В начале августа 1823 года Пушкину (опять-таки по ходатайству друзей) удалось переехать из Кишинева в Одессу. Как место ссылки Одесса (крупный морской порт, оперный театр, просвещенная публика) была предпочтительнее заброшенно-провинциального Кишинева. Однако, по всей видимости, для переезда были и другие, более веские, причины, в том числе и связанные с полицейским надзором над ссыльным поэтом. Как справедливо считал Б. Мейлах, успехи тайной полиции в борьбе с прогрессивным революционным движением на Юге России (арест В. Ф. Раевского, опала М. Ф. Орлова, увольнение из армии П. С. Пущина) не могли не внушить Пушкину «серьезную тревогу и о своей дальнейшей судьбе».[65] Поэт не мог не чувствовать, что и он своими связями с указанными лицами, попавшими в поле зрения агентуры политического сыска, также представлял интерес для тех, кто, например, выследил того же Раевского. Кроме того, сам Пушкин догадывался, что кишиневской ячейкой Южное тайное общество не ограничивалось, и в этом смысле его не такие уж редкие «заезды» в Каменку были не лучшим доказательством его лояльности к правительству. Все обращения «наверх» об отпуске или хотя бы кратковременном возвращении в Петербург обернулись официальным отказом. Пушкину стало ясно, что ему по-прежнему не верили, и его кишиневское окружение и кишиневский надзор были в этом отношении не последней тому причиной. Требовалось сменить обстановку, поэтому Одесса в некотором роде представлялась местом даже заманчивым.

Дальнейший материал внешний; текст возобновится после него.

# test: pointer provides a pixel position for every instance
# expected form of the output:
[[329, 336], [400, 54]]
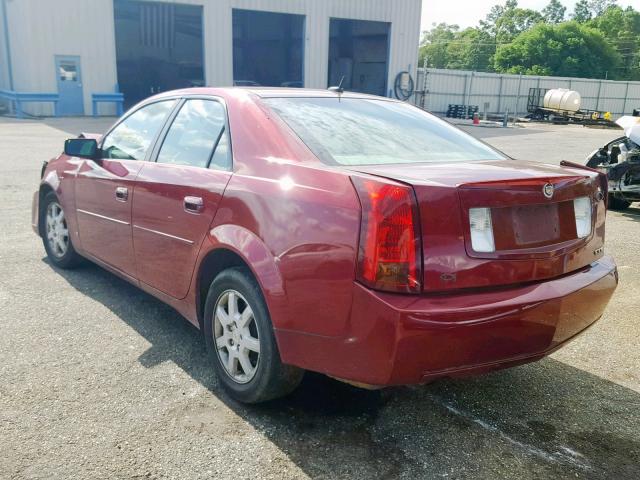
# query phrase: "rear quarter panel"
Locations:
[[293, 219]]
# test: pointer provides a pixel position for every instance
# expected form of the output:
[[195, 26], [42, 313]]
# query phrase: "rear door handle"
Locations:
[[193, 204], [122, 194]]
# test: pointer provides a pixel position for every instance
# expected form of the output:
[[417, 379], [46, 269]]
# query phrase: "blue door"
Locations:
[[69, 85]]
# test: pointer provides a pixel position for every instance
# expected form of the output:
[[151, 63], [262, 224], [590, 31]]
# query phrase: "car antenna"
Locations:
[[339, 88]]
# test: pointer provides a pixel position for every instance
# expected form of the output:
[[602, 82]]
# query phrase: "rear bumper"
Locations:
[[400, 339]]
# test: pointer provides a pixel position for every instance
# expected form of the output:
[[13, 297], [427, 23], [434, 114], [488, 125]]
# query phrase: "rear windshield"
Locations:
[[358, 131]]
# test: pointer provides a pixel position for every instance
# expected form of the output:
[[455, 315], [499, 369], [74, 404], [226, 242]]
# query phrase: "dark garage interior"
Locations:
[[159, 47], [359, 52], [268, 49]]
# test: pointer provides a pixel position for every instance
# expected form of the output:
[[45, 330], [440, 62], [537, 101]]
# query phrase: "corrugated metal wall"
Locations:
[[403, 14], [510, 92], [41, 29]]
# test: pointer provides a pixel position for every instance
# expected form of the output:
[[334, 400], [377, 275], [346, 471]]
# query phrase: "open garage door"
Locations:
[[359, 53], [159, 47]]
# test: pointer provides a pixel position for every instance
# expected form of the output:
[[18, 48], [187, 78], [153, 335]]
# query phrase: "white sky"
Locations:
[[468, 13]]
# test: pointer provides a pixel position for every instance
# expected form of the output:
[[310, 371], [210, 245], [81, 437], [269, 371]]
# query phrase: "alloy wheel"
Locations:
[[236, 336], [57, 231]]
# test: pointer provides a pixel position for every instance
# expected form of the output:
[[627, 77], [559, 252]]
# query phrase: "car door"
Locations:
[[176, 197], [104, 186]]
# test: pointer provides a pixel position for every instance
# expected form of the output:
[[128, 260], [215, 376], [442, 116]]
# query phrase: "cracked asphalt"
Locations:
[[100, 380]]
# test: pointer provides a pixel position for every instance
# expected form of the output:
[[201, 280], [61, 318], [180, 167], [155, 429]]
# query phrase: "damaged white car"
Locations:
[[620, 160]]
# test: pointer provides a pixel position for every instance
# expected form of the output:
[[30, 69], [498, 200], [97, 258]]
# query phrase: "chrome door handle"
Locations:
[[193, 204], [122, 194]]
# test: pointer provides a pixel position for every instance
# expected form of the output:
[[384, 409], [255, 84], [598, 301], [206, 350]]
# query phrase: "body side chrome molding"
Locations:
[[115, 220], [180, 239]]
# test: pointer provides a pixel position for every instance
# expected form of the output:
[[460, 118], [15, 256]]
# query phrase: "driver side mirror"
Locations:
[[81, 147]]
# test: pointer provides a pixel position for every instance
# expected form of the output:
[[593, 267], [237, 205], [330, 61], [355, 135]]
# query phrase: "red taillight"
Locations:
[[389, 257]]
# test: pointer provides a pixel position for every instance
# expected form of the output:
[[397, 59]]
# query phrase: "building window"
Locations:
[[159, 47], [268, 49], [359, 52]]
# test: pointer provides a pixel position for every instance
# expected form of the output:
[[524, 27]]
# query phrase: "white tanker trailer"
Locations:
[[560, 105]]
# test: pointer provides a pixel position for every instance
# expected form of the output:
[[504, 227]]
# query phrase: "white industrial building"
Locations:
[[76, 49]]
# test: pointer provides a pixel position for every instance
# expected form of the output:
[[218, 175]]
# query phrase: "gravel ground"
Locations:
[[100, 380]]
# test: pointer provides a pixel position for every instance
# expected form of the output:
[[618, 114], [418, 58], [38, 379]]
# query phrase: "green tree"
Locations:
[[554, 12], [621, 28], [582, 11], [598, 7], [435, 43], [473, 49], [445, 46], [506, 22], [569, 49]]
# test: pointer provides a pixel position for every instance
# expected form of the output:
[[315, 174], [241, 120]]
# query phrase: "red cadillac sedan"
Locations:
[[341, 233]]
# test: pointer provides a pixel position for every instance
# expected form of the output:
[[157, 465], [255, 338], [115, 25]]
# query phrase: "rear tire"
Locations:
[[55, 234], [616, 203], [239, 336]]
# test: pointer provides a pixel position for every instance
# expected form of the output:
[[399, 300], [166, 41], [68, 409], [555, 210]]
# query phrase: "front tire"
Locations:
[[55, 234], [240, 339]]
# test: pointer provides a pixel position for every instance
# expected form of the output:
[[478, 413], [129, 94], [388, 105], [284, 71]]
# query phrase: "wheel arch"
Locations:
[[234, 246], [44, 190]]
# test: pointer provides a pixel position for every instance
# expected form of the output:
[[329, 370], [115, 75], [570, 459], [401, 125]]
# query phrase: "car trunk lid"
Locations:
[[535, 235]]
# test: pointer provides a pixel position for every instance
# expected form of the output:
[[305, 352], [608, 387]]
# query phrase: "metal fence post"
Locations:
[[626, 95], [464, 95], [470, 90], [515, 114], [500, 94]]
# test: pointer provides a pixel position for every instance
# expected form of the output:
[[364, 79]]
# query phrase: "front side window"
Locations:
[[198, 137], [359, 131], [132, 138]]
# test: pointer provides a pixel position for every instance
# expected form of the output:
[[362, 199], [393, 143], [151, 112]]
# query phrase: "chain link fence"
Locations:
[[497, 93]]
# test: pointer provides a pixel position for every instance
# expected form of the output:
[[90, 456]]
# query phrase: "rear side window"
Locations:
[[362, 131], [131, 139], [198, 137]]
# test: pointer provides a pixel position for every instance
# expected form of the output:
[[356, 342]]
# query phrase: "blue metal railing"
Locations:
[[18, 98]]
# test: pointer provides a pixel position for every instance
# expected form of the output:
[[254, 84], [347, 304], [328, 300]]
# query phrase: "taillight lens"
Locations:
[[389, 256], [582, 210], [481, 230]]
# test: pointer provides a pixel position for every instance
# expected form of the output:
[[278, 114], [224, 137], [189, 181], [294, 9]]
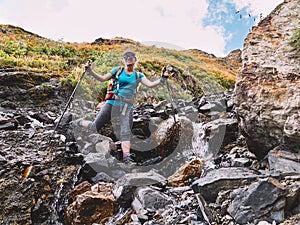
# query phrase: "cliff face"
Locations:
[[268, 85]]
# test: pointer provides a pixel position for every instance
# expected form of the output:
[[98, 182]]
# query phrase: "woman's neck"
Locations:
[[129, 69]]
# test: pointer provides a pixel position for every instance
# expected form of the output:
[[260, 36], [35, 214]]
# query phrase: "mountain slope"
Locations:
[[197, 71]]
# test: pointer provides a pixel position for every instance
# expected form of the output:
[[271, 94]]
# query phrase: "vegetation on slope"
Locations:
[[197, 72]]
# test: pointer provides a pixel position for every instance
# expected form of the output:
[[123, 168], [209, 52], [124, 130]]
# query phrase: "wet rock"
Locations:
[[150, 198], [190, 170], [283, 162], [90, 207], [8, 124], [267, 87], [79, 189], [124, 188], [223, 179], [263, 200], [219, 133]]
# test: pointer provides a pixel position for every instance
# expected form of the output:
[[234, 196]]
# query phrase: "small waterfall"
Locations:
[[200, 145]]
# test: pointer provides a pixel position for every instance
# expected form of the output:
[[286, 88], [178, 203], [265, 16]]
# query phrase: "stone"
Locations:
[[263, 200], [90, 207], [223, 179], [191, 169], [268, 86]]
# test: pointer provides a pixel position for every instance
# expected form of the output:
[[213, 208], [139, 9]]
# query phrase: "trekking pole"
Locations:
[[169, 68], [70, 99]]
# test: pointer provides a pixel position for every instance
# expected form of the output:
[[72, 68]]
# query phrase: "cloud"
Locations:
[[256, 7]]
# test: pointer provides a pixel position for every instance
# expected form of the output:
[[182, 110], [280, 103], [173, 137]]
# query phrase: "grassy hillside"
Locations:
[[197, 71]]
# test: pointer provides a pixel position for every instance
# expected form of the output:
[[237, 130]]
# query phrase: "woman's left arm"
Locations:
[[161, 80], [150, 83]]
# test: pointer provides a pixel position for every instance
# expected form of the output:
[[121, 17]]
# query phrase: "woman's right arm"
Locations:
[[97, 76]]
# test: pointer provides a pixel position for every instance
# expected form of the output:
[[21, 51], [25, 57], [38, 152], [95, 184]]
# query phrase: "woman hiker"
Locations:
[[120, 105]]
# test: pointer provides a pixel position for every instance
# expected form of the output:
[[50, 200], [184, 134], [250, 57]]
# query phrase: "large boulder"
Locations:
[[268, 86]]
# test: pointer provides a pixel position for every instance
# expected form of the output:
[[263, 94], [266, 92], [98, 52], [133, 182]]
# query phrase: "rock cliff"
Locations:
[[268, 85]]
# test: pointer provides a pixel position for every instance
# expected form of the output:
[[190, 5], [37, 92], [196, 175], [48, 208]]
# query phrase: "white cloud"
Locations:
[[176, 22], [257, 7]]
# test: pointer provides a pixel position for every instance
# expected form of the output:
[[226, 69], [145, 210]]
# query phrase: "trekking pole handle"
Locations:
[[89, 63]]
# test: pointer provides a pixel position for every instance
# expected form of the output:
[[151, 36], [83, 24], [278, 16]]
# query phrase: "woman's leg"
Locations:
[[125, 131]]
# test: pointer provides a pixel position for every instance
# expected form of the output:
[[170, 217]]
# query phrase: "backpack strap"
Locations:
[[116, 78]]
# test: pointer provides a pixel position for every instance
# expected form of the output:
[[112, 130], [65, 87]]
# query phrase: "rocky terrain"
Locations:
[[224, 158]]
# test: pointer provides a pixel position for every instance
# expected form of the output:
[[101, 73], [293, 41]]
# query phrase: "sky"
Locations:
[[213, 26]]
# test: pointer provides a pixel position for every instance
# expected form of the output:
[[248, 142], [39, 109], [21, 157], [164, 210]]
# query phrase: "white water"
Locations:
[[200, 146]]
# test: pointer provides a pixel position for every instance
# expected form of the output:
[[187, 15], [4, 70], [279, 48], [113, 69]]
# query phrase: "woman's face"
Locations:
[[129, 59]]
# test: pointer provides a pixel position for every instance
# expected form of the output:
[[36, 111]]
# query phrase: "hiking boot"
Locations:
[[77, 123], [129, 159]]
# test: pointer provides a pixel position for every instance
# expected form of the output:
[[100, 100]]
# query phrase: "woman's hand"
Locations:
[[88, 66]]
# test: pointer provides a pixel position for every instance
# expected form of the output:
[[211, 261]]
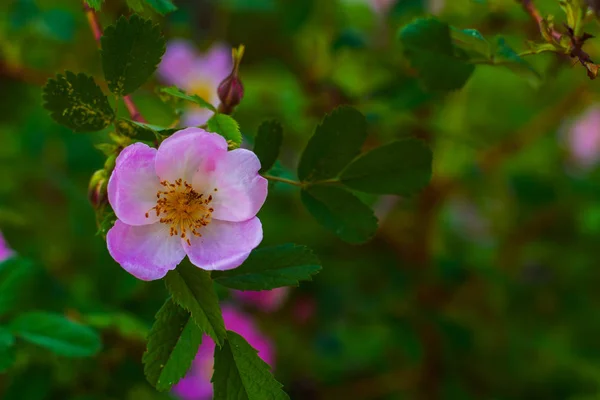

Однако едва ли не с первых дней жизни в европеизированной Одессе настроение поэта не только не улучшилось по сравнению с кишиневским, но, может быть, даже ухудшилось. Возьмем, к примеру, первые два из сохранившихся писем поэта из Одессы. Первое – П. А. Вяземскому от 19 августа 1823 г.: «Мне скучно, милый Асмодей, я болен, писать хочется, – да сам не свой (курсив наш. – А. Н.)» (10, 63). Второе (по сути дела, разъяснение первого) – брату Льву, написанное шесть дней спустя: «…Я насилу уломал Инзова, чтоб он отпустил меня в Одессу – я оставил мою Молдавию и явился в Европу. Ресторация и итальянская опера напомнили мне старину и ей-богу обновили мне душу. Между тем приезжает Воронцов, принимает меня очень ласково, объясняет мне, что я перехожу под его начальство, что остаюсь в Одессе – кажется и хорошо, – да новая печаль мне сжала грудь (курсив наш. – А. Н.) – мне стало жаль моих покинутых цепей» (10, 64).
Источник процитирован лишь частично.